Marik remembers keeping aloof from the others during the journey, moving to the very end of the boat to watch the light skim its way across the rippling waves. Sun on his skin; he revelled in its wondrous heat, marvelling at how anyone could crave the cool cast of darkness when saturated by such bright, benevolent warmth. He, for one, has always adored the sun's tendency to make every green a crystalline expanse of emerald; every orange and yellow a streak of tawny gold. At the time, it hit him as a revelation; as though he had forgotten how to enjoy the day's splendour or the landscape's unconquerable beauty until that moment.

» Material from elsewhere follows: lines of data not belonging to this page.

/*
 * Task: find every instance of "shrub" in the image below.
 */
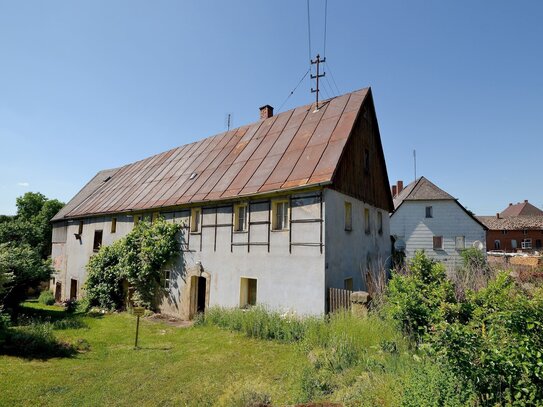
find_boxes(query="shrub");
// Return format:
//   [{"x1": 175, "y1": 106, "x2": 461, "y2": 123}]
[
  {"x1": 432, "y1": 272, "x2": 543, "y2": 405},
  {"x1": 63, "y1": 298, "x2": 78, "y2": 314},
  {"x1": 384, "y1": 251, "x2": 458, "y2": 342},
  {"x1": 38, "y1": 290, "x2": 55, "y2": 305},
  {"x1": 85, "y1": 218, "x2": 182, "y2": 310}
]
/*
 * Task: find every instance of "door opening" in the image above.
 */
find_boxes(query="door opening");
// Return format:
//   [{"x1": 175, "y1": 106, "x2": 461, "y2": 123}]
[
  {"x1": 70, "y1": 279, "x2": 78, "y2": 300},
  {"x1": 196, "y1": 276, "x2": 206, "y2": 313},
  {"x1": 55, "y1": 282, "x2": 62, "y2": 302}
]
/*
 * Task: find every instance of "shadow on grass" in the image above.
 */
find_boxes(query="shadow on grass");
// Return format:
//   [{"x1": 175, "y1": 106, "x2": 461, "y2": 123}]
[{"x1": 0, "y1": 325, "x2": 78, "y2": 360}]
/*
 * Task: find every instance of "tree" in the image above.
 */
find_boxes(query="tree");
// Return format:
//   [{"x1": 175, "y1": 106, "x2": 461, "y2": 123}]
[{"x1": 0, "y1": 243, "x2": 53, "y2": 313}]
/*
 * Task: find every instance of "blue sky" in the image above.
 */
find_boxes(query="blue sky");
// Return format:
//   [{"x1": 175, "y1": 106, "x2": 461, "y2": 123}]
[{"x1": 1, "y1": 0, "x2": 542, "y2": 215}]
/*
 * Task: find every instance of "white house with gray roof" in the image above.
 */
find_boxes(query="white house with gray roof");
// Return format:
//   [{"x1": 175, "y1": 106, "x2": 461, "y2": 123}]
[{"x1": 389, "y1": 177, "x2": 487, "y2": 269}]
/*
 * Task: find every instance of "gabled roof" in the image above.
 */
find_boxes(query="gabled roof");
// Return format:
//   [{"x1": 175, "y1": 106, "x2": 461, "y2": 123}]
[
  {"x1": 53, "y1": 88, "x2": 380, "y2": 220},
  {"x1": 51, "y1": 167, "x2": 121, "y2": 221},
  {"x1": 477, "y1": 215, "x2": 543, "y2": 230},
  {"x1": 392, "y1": 176, "x2": 487, "y2": 230},
  {"x1": 393, "y1": 176, "x2": 454, "y2": 209},
  {"x1": 500, "y1": 201, "x2": 543, "y2": 217}
]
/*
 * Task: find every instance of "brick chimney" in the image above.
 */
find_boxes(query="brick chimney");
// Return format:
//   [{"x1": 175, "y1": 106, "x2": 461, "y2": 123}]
[
  {"x1": 496, "y1": 213, "x2": 500, "y2": 219},
  {"x1": 391, "y1": 185, "x2": 397, "y2": 197},
  {"x1": 397, "y1": 180, "x2": 404, "y2": 194},
  {"x1": 524, "y1": 199, "x2": 528, "y2": 203},
  {"x1": 259, "y1": 105, "x2": 273, "y2": 120},
  {"x1": 509, "y1": 203, "x2": 513, "y2": 206}
]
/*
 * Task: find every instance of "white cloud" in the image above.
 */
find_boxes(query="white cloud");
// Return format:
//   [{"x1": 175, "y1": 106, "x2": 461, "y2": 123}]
[{"x1": 17, "y1": 182, "x2": 29, "y2": 187}]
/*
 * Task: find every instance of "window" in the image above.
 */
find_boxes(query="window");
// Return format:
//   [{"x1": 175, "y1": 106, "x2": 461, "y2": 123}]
[
  {"x1": 344, "y1": 278, "x2": 353, "y2": 291},
  {"x1": 364, "y1": 208, "x2": 370, "y2": 234},
  {"x1": 240, "y1": 278, "x2": 257, "y2": 307},
  {"x1": 93, "y1": 230, "x2": 103, "y2": 252},
  {"x1": 377, "y1": 211, "x2": 383, "y2": 235},
  {"x1": 134, "y1": 215, "x2": 141, "y2": 225},
  {"x1": 494, "y1": 240, "x2": 501, "y2": 250},
  {"x1": 191, "y1": 208, "x2": 201, "y2": 233},
  {"x1": 163, "y1": 270, "x2": 171, "y2": 290},
  {"x1": 536, "y1": 239, "x2": 542, "y2": 249},
  {"x1": 234, "y1": 204, "x2": 248, "y2": 232},
  {"x1": 111, "y1": 218, "x2": 117, "y2": 234},
  {"x1": 455, "y1": 236, "x2": 465, "y2": 250},
  {"x1": 272, "y1": 200, "x2": 289, "y2": 230},
  {"x1": 344, "y1": 202, "x2": 352, "y2": 231},
  {"x1": 501, "y1": 230, "x2": 508, "y2": 235},
  {"x1": 523, "y1": 229, "x2": 528, "y2": 235},
  {"x1": 433, "y1": 236, "x2": 443, "y2": 250},
  {"x1": 78, "y1": 221, "x2": 84, "y2": 235},
  {"x1": 511, "y1": 239, "x2": 517, "y2": 249},
  {"x1": 364, "y1": 148, "x2": 370, "y2": 173},
  {"x1": 522, "y1": 239, "x2": 532, "y2": 249},
  {"x1": 425, "y1": 206, "x2": 433, "y2": 218},
  {"x1": 70, "y1": 279, "x2": 78, "y2": 300}
]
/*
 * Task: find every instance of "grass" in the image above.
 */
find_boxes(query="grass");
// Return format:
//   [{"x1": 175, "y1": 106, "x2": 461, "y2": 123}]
[{"x1": 1, "y1": 302, "x2": 306, "y2": 406}]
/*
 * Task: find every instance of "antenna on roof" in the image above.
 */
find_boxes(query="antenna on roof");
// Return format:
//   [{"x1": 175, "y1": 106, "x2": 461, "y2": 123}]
[
  {"x1": 311, "y1": 54, "x2": 326, "y2": 110},
  {"x1": 225, "y1": 113, "x2": 233, "y2": 131},
  {"x1": 413, "y1": 149, "x2": 417, "y2": 181}
]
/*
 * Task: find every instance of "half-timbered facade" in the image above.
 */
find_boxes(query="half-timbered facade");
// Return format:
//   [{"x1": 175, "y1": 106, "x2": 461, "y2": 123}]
[{"x1": 51, "y1": 88, "x2": 393, "y2": 317}]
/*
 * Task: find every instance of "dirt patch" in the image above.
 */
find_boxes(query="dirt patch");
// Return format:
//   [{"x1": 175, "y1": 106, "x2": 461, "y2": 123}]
[{"x1": 146, "y1": 313, "x2": 194, "y2": 328}]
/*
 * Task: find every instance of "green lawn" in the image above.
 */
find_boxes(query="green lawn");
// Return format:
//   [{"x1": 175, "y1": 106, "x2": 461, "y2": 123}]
[{"x1": 0, "y1": 303, "x2": 307, "y2": 406}]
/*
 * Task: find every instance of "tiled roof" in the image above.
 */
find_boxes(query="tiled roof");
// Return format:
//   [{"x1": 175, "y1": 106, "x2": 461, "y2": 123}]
[
  {"x1": 54, "y1": 89, "x2": 370, "y2": 220},
  {"x1": 477, "y1": 215, "x2": 543, "y2": 230},
  {"x1": 393, "y1": 176, "x2": 454, "y2": 209},
  {"x1": 500, "y1": 201, "x2": 543, "y2": 217}
]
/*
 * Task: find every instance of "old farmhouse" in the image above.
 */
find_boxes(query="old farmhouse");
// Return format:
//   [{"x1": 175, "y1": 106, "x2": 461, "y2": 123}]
[{"x1": 50, "y1": 88, "x2": 393, "y2": 317}]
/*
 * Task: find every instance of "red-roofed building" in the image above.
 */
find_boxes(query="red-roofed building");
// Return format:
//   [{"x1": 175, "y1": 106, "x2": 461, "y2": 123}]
[{"x1": 50, "y1": 88, "x2": 394, "y2": 317}]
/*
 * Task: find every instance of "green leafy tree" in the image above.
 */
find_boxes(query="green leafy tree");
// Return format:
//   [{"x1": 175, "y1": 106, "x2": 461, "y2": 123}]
[{"x1": 0, "y1": 243, "x2": 53, "y2": 313}]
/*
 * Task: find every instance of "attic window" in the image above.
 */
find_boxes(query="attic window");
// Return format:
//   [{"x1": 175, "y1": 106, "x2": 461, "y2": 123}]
[
  {"x1": 189, "y1": 172, "x2": 198, "y2": 180},
  {"x1": 425, "y1": 206, "x2": 433, "y2": 218},
  {"x1": 104, "y1": 176, "x2": 111, "y2": 182}
]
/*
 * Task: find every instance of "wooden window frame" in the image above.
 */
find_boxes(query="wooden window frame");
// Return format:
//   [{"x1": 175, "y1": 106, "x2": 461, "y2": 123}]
[
  {"x1": 425, "y1": 206, "x2": 433, "y2": 218},
  {"x1": 93, "y1": 230, "x2": 103, "y2": 252},
  {"x1": 240, "y1": 277, "x2": 257, "y2": 308},
  {"x1": 455, "y1": 236, "x2": 465, "y2": 250},
  {"x1": 272, "y1": 200, "x2": 289, "y2": 231},
  {"x1": 494, "y1": 240, "x2": 501, "y2": 250},
  {"x1": 234, "y1": 203, "x2": 248, "y2": 232},
  {"x1": 111, "y1": 217, "x2": 117, "y2": 234},
  {"x1": 521, "y1": 238, "x2": 532, "y2": 249},
  {"x1": 344, "y1": 277, "x2": 353, "y2": 291},
  {"x1": 191, "y1": 208, "x2": 201, "y2": 233},
  {"x1": 344, "y1": 201, "x2": 352, "y2": 231},
  {"x1": 433, "y1": 235, "x2": 444, "y2": 250}
]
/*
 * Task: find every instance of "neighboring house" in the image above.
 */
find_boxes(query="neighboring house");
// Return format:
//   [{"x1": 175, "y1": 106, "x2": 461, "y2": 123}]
[
  {"x1": 389, "y1": 177, "x2": 487, "y2": 269},
  {"x1": 50, "y1": 88, "x2": 394, "y2": 317},
  {"x1": 477, "y1": 200, "x2": 543, "y2": 252}
]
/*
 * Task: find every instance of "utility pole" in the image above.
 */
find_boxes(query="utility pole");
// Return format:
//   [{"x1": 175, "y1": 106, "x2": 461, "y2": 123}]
[{"x1": 311, "y1": 54, "x2": 326, "y2": 110}]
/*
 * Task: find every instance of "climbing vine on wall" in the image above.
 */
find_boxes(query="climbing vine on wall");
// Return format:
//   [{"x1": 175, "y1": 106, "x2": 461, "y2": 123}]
[{"x1": 86, "y1": 218, "x2": 182, "y2": 310}]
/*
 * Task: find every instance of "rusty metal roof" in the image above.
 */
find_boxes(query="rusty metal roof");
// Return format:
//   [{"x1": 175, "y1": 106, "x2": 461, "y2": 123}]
[{"x1": 56, "y1": 88, "x2": 370, "y2": 219}]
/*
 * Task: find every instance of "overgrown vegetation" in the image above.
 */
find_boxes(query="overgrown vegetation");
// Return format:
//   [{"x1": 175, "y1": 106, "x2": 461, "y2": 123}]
[
  {"x1": 0, "y1": 192, "x2": 63, "y2": 317},
  {"x1": 38, "y1": 290, "x2": 55, "y2": 305},
  {"x1": 86, "y1": 218, "x2": 182, "y2": 310}
]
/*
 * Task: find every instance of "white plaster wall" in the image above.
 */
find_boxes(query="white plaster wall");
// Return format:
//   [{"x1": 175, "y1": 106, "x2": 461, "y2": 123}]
[
  {"x1": 53, "y1": 194, "x2": 326, "y2": 316},
  {"x1": 60, "y1": 214, "x2": 133, "y2": 299},
  {"x1": 390, "y1": 200, "x2": 486, "y2": 269},
  {"x1": 323, "y1": 189, "x2": 391, "y2": 292}
]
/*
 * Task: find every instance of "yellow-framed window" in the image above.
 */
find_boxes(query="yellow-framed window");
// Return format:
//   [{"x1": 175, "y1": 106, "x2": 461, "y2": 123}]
[{"x1": 191, "y1": 208, "x2": 201, "y2": 233}]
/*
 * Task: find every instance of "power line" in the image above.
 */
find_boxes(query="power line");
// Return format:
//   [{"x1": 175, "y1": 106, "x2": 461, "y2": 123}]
[
  {"x1": 306, "y1": 0, "x2": 312, "y2": 64},
  {"x1": 323, "y1": 0, "x2": 328, "y2": 58},
  {"x1": 277, "y1": 68, "x2": 311, "y2": 112},
  {"x1": 325, "y1": 61, "x2": 341, "y2": 95}
]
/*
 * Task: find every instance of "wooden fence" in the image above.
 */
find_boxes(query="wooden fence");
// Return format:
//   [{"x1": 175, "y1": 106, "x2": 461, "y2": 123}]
[{"x1": 328, "y1": 287, "x2": 352, "y2": 313}]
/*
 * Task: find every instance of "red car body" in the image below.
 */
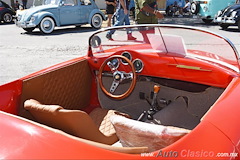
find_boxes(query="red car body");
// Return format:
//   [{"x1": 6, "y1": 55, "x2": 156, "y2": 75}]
[{"x1": 0, "y1": 24, "x2": 239, "y2": 159}]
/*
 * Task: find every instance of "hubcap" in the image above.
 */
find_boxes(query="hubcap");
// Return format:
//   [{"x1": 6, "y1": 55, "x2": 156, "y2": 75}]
[
  {"x1": 93, "y1": 15, "x2": 101, "y2": 28},
  {"x1": 94, "y1": 17, "x2": 100, "y2": 25},
  {"x1": 4, "y1": 13, "x2": 12, "y2": 22},
  {"x1": 43, "y1": 20, "x2": 51, "y2": 29}
]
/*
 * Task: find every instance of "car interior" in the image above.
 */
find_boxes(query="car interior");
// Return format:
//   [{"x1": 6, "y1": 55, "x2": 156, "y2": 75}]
[
  {"x1": 17, "y1": 56, "x2": 225, "y2": 153},
  {"x1": 14, "y1": 25, "x2": 238, "y2": 154}
]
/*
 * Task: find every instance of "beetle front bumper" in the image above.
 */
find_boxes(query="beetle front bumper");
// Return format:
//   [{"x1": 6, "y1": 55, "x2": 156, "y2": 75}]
[
  {"x1": 16, "y1": 20, "x2": 37, "y2": 28},
  {"x1": 214, "y1": 16, "x2": 236, "y2": 24}
]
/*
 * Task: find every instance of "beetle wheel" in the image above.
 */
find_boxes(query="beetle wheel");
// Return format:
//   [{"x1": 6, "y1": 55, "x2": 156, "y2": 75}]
[
  {"x1": 39, "y1": 17, "x2": 55, "y2": 34},
  {"x1": 202, "y1": 19, "x2": 212, "y2": 24},
  {"x1": 91, "y1": 14, "x2": 102, "y2": 29},
  {"x1": 238, "y1": 20, "x2": 240, "y2": 31},
  {"x1": 220, "y1": 24, "x2": 229, "y2": 30},
  {"x1": 191, "y1": 2, "x2": 199, "y2": 15},
  {"x1": 3, "y1": 12, "x2": 13, "y2": 23}
]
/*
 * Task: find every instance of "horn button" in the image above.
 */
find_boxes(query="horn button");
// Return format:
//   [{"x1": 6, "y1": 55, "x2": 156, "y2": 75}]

Believe me; I empathise. His presence was always meant to be transient – you can't cling permanently to a beautiful, impossible ideal: it dissolves in the heat of your hands. Shadow is dispersed by light – and both are temporary. Better to settle for something more solid, Ryou: try reality. This world of dreams and nightmares has been displaced at last by the regular day – which, in turn, will give way to restless nights... in which their absence is tangible. Got to learn to connect again. For the first time, in my case. Else the very nothingness of the situation will choke us.
Life is no longer a game, Ryou. Help me disrupt the real world, why don't you?
Another thing he never said:
I'd sort of like to run my hand through your hair. If you'd let me.
We'd make a fitting match, with my caprice, and your defiance, and our blend of innocence and experience and isolation that's just beginning to be thwarted.
You're still pining after what amounts to a shadow with ideas above its station.
I know. He was wrong, but I miss him, too.
And to cap it all:
I think I love you, Ryou, for what you represent. You've been ravaged by angels and devils alike – but you remain an untarnished constant, sceptical in the face of both heaven and hell. You're a compound of dark and light, and you're so much stronger for it. Step out of your kaleidoscope of chiaroscuro: I promise you, reality will be so much more vivid. Give up the ghost, already.
Marik can map out a great proportion of his life according to this obsession. Irony of all ironies, the words remain as insubstantial and moribund as the spirits which cloud his idol's vision.